Klagegründe und wesentliche Argumente
Die vorliegende Klage richtet sich gegen den den spanischen Behörden mit Schreiben der Kommission vom 15. Juli 2015 mit der Bezeichnung „Steuersachen im Baskenland (Álava) – Informelle Mitteilung betreffend zusätzliche Ausführungen zur Vereinbarkeit mit den Leitlinien für staatliche Beihilfen mit regionaler Zielsetzung von 1998“ (Asuntos fiscales en el País Vasco [Álava] – Mensaje informal sobre alegaciones adicionales de compatibilidad con las DAR de 1998) mitgeteilten und der Klägerin von den spanischen Behörden am 19. Februar 2016 zugestellten Beschluss der Europäischen Kommission, mit dem die Vereinbarkeit bestimmter Guardian gewährter Beihilfen verneint wird.

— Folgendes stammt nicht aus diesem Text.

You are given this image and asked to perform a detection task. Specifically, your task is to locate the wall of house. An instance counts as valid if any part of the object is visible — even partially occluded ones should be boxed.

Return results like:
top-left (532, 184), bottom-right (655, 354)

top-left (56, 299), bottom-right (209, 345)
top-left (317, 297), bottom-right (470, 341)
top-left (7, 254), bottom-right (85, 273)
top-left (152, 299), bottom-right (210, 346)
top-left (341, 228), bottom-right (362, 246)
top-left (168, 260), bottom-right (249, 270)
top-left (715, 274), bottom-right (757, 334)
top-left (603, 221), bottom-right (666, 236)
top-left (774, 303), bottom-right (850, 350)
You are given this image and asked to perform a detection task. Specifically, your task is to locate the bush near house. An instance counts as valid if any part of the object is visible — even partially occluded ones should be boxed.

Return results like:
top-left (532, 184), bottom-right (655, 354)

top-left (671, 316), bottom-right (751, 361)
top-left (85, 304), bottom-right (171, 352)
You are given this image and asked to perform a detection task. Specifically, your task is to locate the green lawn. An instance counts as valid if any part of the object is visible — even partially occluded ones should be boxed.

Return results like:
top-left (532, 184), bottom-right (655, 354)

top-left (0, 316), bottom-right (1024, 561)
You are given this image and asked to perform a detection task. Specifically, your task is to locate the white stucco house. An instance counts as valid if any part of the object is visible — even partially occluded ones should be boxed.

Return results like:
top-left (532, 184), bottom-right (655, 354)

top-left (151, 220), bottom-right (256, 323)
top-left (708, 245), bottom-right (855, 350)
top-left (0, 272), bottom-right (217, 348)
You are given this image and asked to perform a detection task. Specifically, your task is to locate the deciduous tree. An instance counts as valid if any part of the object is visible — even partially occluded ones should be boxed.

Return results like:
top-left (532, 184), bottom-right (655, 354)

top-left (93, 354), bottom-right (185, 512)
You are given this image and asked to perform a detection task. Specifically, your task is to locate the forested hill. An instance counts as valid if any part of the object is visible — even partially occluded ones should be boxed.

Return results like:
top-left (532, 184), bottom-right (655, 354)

Die Klägerin stützt ihre Klage auf zwei Klagegründe.
1.
Erster Klagegrund
Die Klägerin macht geltend, die Kommission habe einen Beschluss, mit dem eine individuelle Beihilfe für mit dem Binnenmarkt unvereinbar erklärt worden sei, unter Verstoß gegen Art. 250 AEUV und das Kollegialprinzip erlassen, da der Beschluss nicht vom Kollegium der Kommissionsmitglieder erlassen worden sei, sowie unter Verstoß gegen Art. 108 Abs. 2 AEUV sowie die Art. 4 und 13 der Verordnung Nr. 659/1999 (1), da vor dem Erlass des Beschlusses kein förmliches Verfahren eingeleitet worden sei.
2.
Zweiter Klagegrund
Hilfsweise macht die Klägerin mit ihrem zweiten Klagegrund geltend, dass ein Verstoß gegen Art. 107 Abs. 3 AUEV vorliege, da die Vereinbarkeit der Beihilfe mit dem Binnenmarkt im Beschluss der Kommission fehlerhaft beurteilt worden sei.
(1) Verordnung (EG) Nr. 659/1999 des Rates vom 22. März 1999 über besondere Vorschriften für die Anwendung von Artikel 93 des EG-Vertrags (ABl. L 83, S. 1).